Gentlemen Prefer Blondes Read online

Page 11


  So Henry says that I have opened up a whole new world for him and he has never been so happy in his life. And it really seems as if everyone I know has never been so happy in their lives. Because I make Henry let his father come to the studio every day because, after all, every studio has to have somebody who seems to be a pest, and in our case it might just as well be Henry’s father. So I have given orders to all of the electricians not to drop any lights on him, but to let him have a good time because, after all, it is the first one he has had. And as far as Henry’s mother is concerned, she is having her hair bobbed and her face lifted and getting ready to play Carmen because she saw a girl called Madam Calve play it when she was on her honeymoon and she has always really felt that she could do it better. So I do not discouradge her, but I let her go ahead and enjoy herself.
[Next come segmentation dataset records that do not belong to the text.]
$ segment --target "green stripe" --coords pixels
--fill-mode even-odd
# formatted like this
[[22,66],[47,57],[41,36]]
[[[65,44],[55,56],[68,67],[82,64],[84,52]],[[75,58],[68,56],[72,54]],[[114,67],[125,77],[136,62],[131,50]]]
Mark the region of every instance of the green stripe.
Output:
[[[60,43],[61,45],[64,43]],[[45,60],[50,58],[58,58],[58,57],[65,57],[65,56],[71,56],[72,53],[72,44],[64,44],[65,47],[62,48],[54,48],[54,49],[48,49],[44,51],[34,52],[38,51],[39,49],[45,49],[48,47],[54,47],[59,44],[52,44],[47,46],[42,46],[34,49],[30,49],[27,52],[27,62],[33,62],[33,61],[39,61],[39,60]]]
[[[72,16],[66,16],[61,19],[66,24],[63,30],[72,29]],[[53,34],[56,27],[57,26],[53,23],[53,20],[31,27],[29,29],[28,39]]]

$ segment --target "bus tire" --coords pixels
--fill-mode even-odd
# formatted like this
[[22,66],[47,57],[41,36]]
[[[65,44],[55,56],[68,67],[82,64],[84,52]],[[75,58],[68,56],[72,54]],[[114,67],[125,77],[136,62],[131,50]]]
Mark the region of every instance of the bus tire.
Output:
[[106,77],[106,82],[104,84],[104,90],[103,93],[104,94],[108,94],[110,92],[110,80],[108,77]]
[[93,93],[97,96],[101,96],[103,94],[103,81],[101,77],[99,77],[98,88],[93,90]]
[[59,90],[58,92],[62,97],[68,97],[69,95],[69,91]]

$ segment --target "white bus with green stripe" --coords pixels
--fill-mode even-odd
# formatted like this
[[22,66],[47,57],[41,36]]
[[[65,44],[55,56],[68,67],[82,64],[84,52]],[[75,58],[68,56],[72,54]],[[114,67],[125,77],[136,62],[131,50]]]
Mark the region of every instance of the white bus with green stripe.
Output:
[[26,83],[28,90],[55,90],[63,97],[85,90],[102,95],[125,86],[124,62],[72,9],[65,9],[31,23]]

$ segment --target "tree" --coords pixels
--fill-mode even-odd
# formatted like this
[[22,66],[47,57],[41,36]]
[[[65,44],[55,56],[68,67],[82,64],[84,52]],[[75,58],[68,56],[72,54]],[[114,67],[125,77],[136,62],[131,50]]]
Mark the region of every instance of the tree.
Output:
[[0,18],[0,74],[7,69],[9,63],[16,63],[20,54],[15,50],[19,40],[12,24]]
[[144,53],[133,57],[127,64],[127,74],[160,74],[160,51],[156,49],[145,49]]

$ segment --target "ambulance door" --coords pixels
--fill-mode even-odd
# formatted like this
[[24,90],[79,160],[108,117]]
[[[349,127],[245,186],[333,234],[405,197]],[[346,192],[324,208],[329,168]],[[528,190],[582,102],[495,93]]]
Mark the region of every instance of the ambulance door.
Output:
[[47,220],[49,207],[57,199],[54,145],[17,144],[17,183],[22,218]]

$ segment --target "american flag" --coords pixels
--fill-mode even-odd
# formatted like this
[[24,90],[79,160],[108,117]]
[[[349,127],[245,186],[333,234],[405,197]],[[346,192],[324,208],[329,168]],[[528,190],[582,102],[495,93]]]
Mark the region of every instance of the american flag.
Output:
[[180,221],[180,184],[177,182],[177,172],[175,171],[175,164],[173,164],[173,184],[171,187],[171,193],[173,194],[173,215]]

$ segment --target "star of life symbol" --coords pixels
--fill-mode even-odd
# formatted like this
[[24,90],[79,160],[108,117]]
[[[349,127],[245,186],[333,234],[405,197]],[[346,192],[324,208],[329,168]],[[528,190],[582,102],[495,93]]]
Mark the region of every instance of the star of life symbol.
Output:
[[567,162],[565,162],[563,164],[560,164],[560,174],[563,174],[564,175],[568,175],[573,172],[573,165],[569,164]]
But I am not going to bother to speak to the electricians about Henry’s mother. And Henry’s sister has never been so happy since the Battle of Verdun, because she has six trucks and 15 horses to look after and she says that the motion picture profession is the nearest thing to war that she has struck since the Armistice. And even Dorothy is very happy because Dorothy says that she has had more laughs this month than Eddie Cantor gets in a year. But when it comes to Mr. Montrose, I really believe that he is happier than anybody else, because of all of the understanding and sympathy he seems to get out of me.

  And so I am very happy myself because, after all, the greatest thing in life is to always be making everybody else happy. And so, while everybody is so happy, I really think it is a good time to finish my diary because after all, I am to busy going over my senarios with Mr. Montrose, to keep up any other kind of literary work. And I am so busy bringing sunshine into the life of Henry that I really think, with everything else I seem to acomplish, it is all a girl had ought to try to do. And so I really think that I can say good-bye to my diary feeling that, after all, everything always turns out for the best.